A Figura ?? mostra uma parte das TPUs do CNJ. As TPUs são estruturadas em formato de árvore. Isso significa que temos assuntos genéricos e assuntos específicos, sendo que o assunto específico é um filho do assunto genérico. As TPUs podem ter até seis níveis hierárquicos de assuntos.
O problema enfrentado atualmente é que, na prática, nem sempre os processos são classificados com assuntos específicos. Assim, podemos ter um caso que discute sobre “Análise de Crédito” classificado como “Responsabilidade do Fornecedor”, ou ainda “Direito do Consumidor”.
A existência de casos classificados com assuntos genéricos implica num problema para o levantamento do volume processual por assunto. Por exemplo, considere que há interesse em conhecer o volume de processos envolvendo “Análise de Crédito”. Se considerarmos somente os casos classificados corretamente, estaríamos subestimando o real volume de processos, pois estaríamos ignorando os casos classificados em assuntos genéricos. Por outro lado, se considerarmos no levantamento todos os casos, incluindo os genéricos, estaríamos superestimanto o real volume.
A possibilidade de subestimação do volume real de processos de um certo tipo configura o que chamamos de cifra oculta. Dado um assunto específico, esse número pode ser definido como a quantidade de processos com esse assunto, mas classificados em assuntos genéricos.
Felizmente, a cifra oculta pode ser estimada. Para isso, no entanto, é necessário fazer algumas suposições ou utilizar conhecimentos a priori sobre os processos.
A forma mais simples de estimar a cifra oculta é realizando uma espécie de regra de três. No exemplo da análise de crédito, considere que temos uma base de dados com todos os casos classificados com assuntos dentro da árvore do “Direito do Consumidor”. Suponha também que todos os processos de análise de crédito foram classificados ou corretamente, ou incorretamente como “Direito do Consumidor”. Utilizando somente a parte da base que foi classificada com assuntos específicos, estimamos a proporção de casos \(p\) classificados como “Análise de Crédito”. Assim, uma estimativa do volume de processos de análise de crédito é dada por
\[ N_{\text{cred}}=N_A+N_T\times p, \text{onde} \]
- \(N_A\) é o volume de casos classificados corretamente como “Análise de Crédito”.
- \(N_T\) é o volume total de casos classificados como “Direito do Consumidor”.
- \(N_T\times p\) é a estimativa da cifra oculta.
Na nossa aplicação, isso foi feito estimando-se a probabilidade de um assunto genérico tratar da matéria empresarial, usando-se uma rede bayesiana. Para esse cálculo, utilizamos a parcela da base de dados que foi classificada corretamente e calculamos a proporção de processos empresariais para cada assunto. A cifra oculta é estimada somando-se as probabilidades obtidas.

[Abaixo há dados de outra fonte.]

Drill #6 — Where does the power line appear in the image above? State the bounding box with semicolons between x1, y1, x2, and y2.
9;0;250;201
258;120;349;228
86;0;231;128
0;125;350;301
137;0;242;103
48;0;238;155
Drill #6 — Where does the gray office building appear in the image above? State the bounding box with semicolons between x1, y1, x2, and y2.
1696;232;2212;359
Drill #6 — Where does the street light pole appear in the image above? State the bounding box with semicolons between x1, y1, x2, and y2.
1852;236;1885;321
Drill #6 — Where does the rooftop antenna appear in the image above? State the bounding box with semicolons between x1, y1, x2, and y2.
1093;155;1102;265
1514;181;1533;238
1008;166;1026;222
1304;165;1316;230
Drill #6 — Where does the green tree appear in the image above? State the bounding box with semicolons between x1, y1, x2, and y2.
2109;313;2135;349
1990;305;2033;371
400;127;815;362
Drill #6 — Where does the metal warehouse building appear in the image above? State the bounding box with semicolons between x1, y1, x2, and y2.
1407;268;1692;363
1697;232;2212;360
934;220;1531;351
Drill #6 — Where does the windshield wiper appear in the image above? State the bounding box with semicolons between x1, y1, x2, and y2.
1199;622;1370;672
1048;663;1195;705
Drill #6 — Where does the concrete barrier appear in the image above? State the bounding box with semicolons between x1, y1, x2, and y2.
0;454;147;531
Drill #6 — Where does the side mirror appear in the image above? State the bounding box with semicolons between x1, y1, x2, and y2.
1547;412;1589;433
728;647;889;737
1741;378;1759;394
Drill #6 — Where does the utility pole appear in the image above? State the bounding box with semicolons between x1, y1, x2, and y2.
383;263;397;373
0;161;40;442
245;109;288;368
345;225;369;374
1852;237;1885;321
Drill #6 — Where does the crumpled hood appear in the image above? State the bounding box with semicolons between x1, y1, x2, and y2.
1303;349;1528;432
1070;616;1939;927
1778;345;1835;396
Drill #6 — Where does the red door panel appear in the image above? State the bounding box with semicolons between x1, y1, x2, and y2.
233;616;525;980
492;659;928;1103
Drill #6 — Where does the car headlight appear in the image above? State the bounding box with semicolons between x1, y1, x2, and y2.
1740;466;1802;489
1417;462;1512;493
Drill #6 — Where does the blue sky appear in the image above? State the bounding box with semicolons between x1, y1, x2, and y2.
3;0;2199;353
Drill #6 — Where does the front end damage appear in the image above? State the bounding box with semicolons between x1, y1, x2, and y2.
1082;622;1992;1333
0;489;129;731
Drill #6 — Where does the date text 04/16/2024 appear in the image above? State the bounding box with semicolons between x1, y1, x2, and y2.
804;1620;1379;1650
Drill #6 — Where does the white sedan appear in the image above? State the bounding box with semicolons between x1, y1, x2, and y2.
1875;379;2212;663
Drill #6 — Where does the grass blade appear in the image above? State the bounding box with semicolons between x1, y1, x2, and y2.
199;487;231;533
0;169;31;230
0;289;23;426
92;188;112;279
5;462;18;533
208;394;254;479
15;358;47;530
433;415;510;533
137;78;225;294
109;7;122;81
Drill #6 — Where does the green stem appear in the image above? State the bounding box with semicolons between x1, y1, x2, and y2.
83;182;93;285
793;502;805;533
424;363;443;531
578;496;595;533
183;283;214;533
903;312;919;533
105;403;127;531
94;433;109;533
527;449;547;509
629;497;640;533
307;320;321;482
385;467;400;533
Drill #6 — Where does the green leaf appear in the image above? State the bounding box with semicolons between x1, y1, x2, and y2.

Nossos dados originais são:
- No Foro Central Cível foram distribuídos 675 processos empresariais por ano.
- Nos demais Foros foram distribuídos 450 processos por ano.
- Total: 1.125 processos/ano.
Aplicando as correções, temos:
- No Foro Central Cível foram distribuídos 961 processos empresariais/ano.
- Nos demais Foros foram distribuídos 641 processos empresariais/ano.
- Total: 1.602 processos/ano.
2.4.3 Voltando à complexidade
Agora vamos fazer comparações. O processo demora mais tempo como um todo?
\[ \text{Complexidade} = \text{Tempo entre distribuicao e sentenca} \]
- O processo custa mais tempo aos magistrados?
\[ \text{Complexidade} = \text{Tempo entre conclusos e decisoes} \]
Nas duas métricas, processos empresariais são mais complexos. Comparando casos de dificuldade moderada, processos empresariais custam o dobro de tempo para magistrados e 30% a mais de tempo na tramitação total.
Aplicando os critérios propostos, a carga de trabalho proporcionada pelos processos empresariais corresponde a - 2.082 processos comuns, considerando o custo em tramitação; - 3.349 processos comuns, considerando o tempo gasto pelos magistrados.